I drove to campus one morning in October. The autumn colors had just popped, and I had a poem brewing in my mind (“cornucopia,” posted here).

As I approached campus, I saw a young woman walking along a street of older houses, college rentals, mostly. She walked barefoot on the cold concrete, in boxers and an oversized sweatshirt, her blonde-on-brown highlights pulled back to a hasty ponytail. She carried her jeans and assorted other articles of clothing. She shuffled quickly through the tumbling leaves.

I drove past and parked my car. The poem was about half formed, and I needed a walk to solidify it. The girl from the sidewalk was gone, so I headed up that particular street.
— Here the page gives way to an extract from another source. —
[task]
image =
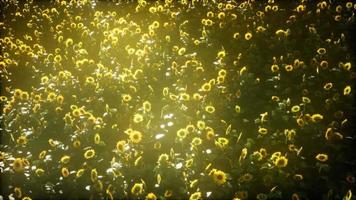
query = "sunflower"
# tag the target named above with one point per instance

Half a block up, a young man now sat on the front steps one of the rentals. He wore last night’s jeans and a white t-shirt, a backwards ball cap. I think he was barefoot, too, and I recall a beer can and a bottle of water on the step. His head was in his hands, and as I approached, he mumbled: “Not doing THAT again.”

“Rough night?” I asked, and he raised his head and blinked. “Dude, you have no idea.”

“You alright?”

“Think so.”

I walked on, wondering if these two bedheads were connected. I turned left at the end of the block, and worked a couple lines of the poem in my head. Not great, but alright. I took another left — and heard music drifting on the breezes.
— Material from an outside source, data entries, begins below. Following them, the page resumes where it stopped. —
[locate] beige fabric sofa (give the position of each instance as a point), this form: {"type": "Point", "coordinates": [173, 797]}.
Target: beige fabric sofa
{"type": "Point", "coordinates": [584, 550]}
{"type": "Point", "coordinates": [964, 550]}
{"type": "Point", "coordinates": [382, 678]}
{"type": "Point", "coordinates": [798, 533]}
Ahead and across the street, an upstairs window was open, and from it blared the voice of Alanis Morrisette, accompanied by an as-yet undiscovered co-ed: “It’s not fair to deny me/Of the cross I bear that you gave to me/You, you, you oughta know!”

Was it the sound of running water? Steam drifting from the window? The volume of the music in the window? To this day, I have the distinct impression of a girl singing angrily in the shower. The rage and sorrow in her voice seemed authentic, and the thought occurred to me: perhaps all three know each other now. And I thought I should write this down.

I walked on. The wind kicked up, and hundreds of orange leaves, swirled about my head shoulders. The poem took final form, and until I saw that sock last week, the rest of the morning slipped me.

3 thoughts on “All-Nighters

  1. Decidedly all connected. And it is nice to hear someone else makes up stories for strangers.

    You are much more sympathetic to these walkers of shame than we in Ann Arbor…

    Like

  2. Funny you should say that Jacqui. The first time I visited Jim at Yale, him and some of his former roommates were doing that with random people when we were out to eat.